Il s'ensuit que les rétrocessions litigieuses ne constituent pas des prestations en disproportion manifeste avec la situation économique de l'appelante, deuxième condition cumulative de l'art. 678 al. 2 CO.

4.2.3.3 Finalement, dans les circonstances rappelées ci-dessus, le premier juge était fondé à retenir que l'intimé n'était pas de mauvaise foi en réclamant le paiement des rétrocessions convenues, en ce sens qu'il ne pouvait pas connaître le prétendu caractère indu de celles-ci, soit une condition implicite du cas d'application de l'art. 678 al. 2 CO.
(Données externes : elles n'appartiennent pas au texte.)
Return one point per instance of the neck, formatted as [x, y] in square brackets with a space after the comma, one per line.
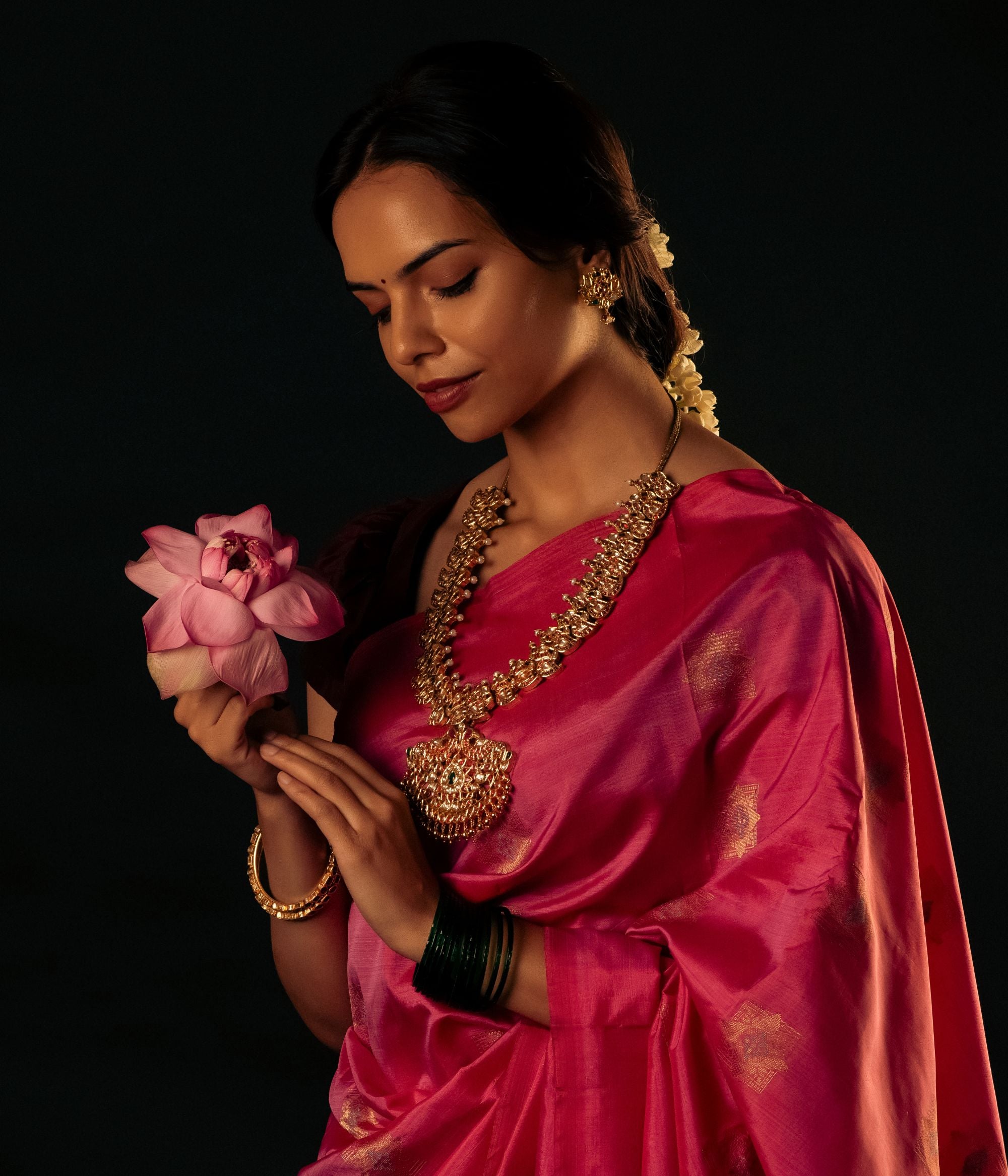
[572, 455]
4.2.4 En définitive, les prétentions de l'intimé en paiement des rémunérations dues en exécution des contrats de 1992 et 2003 sont fondées. La quotité de celles-ci arrêtée par le premier juge n'est pas remise en cause par les parties, de sorte qu'elle sera confirmée. De même que le prononcé des mainlevées concernant les poursuites y afférentes.

Partant, le jugement entrepris sera confirmé.
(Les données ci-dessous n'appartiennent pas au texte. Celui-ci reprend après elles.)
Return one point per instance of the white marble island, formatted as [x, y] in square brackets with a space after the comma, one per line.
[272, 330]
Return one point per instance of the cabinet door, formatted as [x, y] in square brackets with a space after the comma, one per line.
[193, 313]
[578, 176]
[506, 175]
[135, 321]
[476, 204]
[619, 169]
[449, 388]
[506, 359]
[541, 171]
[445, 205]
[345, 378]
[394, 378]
5. 5.1 Le premier juge a mis les frais de première instance, dont la quotité n'est pas critiquée, entièrement à charge de l'appelante en application de l'art. 106 al. 1 CPC. Il a retenu que l'intimé avait obtenu gain de cause à hauteur de 80% de ses conclusions, arrêtées en dernier lieu à 650'097 fr. 75, alors que l'appelante avait largement succombé sur demande principale, le principe du paiement des rétrocessions dues en vertu des contrats de 1992 et 2003 étant retenu, et entièrement succombé sur demande reconventionnelle.

Le jugement n'est pas critiquable à cet égard, l'intimé ayant eu gain de cause sur le principe de son action et sur l'essentiel des montants réclamés. Le fait que ce dernier a modifié à plusieurs reprises ses conclusions durant la procédure ne saurait modifier ce qui précède, seul le montant au dernier état des conclusions étant pertinent pour statuer sur les frais.
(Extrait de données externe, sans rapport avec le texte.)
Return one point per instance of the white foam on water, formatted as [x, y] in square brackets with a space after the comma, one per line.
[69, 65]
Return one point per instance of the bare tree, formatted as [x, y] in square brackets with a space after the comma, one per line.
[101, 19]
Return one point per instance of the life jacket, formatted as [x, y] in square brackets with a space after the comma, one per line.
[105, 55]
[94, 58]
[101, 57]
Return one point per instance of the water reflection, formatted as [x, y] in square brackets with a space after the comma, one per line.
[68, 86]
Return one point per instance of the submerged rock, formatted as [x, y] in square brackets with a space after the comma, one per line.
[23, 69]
5.2 Les frais judiciaires d'appel seront arrêtés à 27'000 fr. (art. 5, 17 et 35 RTFMC) et mis à la charge de l'appelante, qui succombe entièrement (art. 106 al. 1 CPC). Ils seront compensés avec l'avance de même montant versée par celle-ci, qui reste acquise à l'Etat de Genève (art. 111 al. 1 CPC).

L'appelante sera, en outre, condamnée à verser 20'000 fr. à l'intimé à titre de dépens d'appel (art. 105 al. 2, 111 al. 2 CPC; art. 84, 85 al. 1 et 90 RTFMC; art. 23 al. 1 LaCC), débours et TVA compris (art. 25 et 26 LaCC), étant relevé que la duplique de l'intimé est sommaire et ne comporte que cinq pages.

* * * * *


PAR CES MOTIFS,
La Chambre civile :

A la forme :

Déclare recevable l'appel interjeté le 23 mai 2022 par A______ SA contre le jugement JTPI/4487/2022 rendu le 7 avril 2022 par le Tribunal de première instance dans la cause C/27197/2017-3.

Au fond :

Confirme le jugement entrepris.

Déboute les parties de toutes autres conclusions.

Sur les frais :

Arrête les frais judiciaires d'appel à 27'000 fr., les met à la charge de A______ SA et les compense entièrement avec l'avance effectuée par celle-ci, qui reste acquise à l'Etat de Genève.

Condamne A______ SA à verser 20'000 fr. à B______ à titre de dépens d'appel.

Siégeant :

Madame Nathalie RAPP, présidente; Madame Sylvie DROIN, Monsieur Jean REYMOND, juges; Madame Sandra CARRIER, greffière.

 

La présidente :

Nathalie RAPP

 

La greffière :

Sandra CARRIER

 

 

 

 

 

 

 

 

Indication des voies de recours :

 

Conformément aux art. 72 ss de la loi fédérale sur le Tribunal fédéral du 17 juin 2005 (LTF; RS 173.110), le présent arrêt peut être porté dans les trente jours qui suivent sa notification avec expédition complète (art. 100 al. 1 LTF) par-devant le Tribunal fédéral par la voie du recours en matière civile.

 

Le recours doit être adressé au Tribunal fédéral, 1000 Lausanne 14.

 

Valeur litigieuse des conclusions pécuniaires au sens de la LTF supérieure ou égale à 30'000 fr.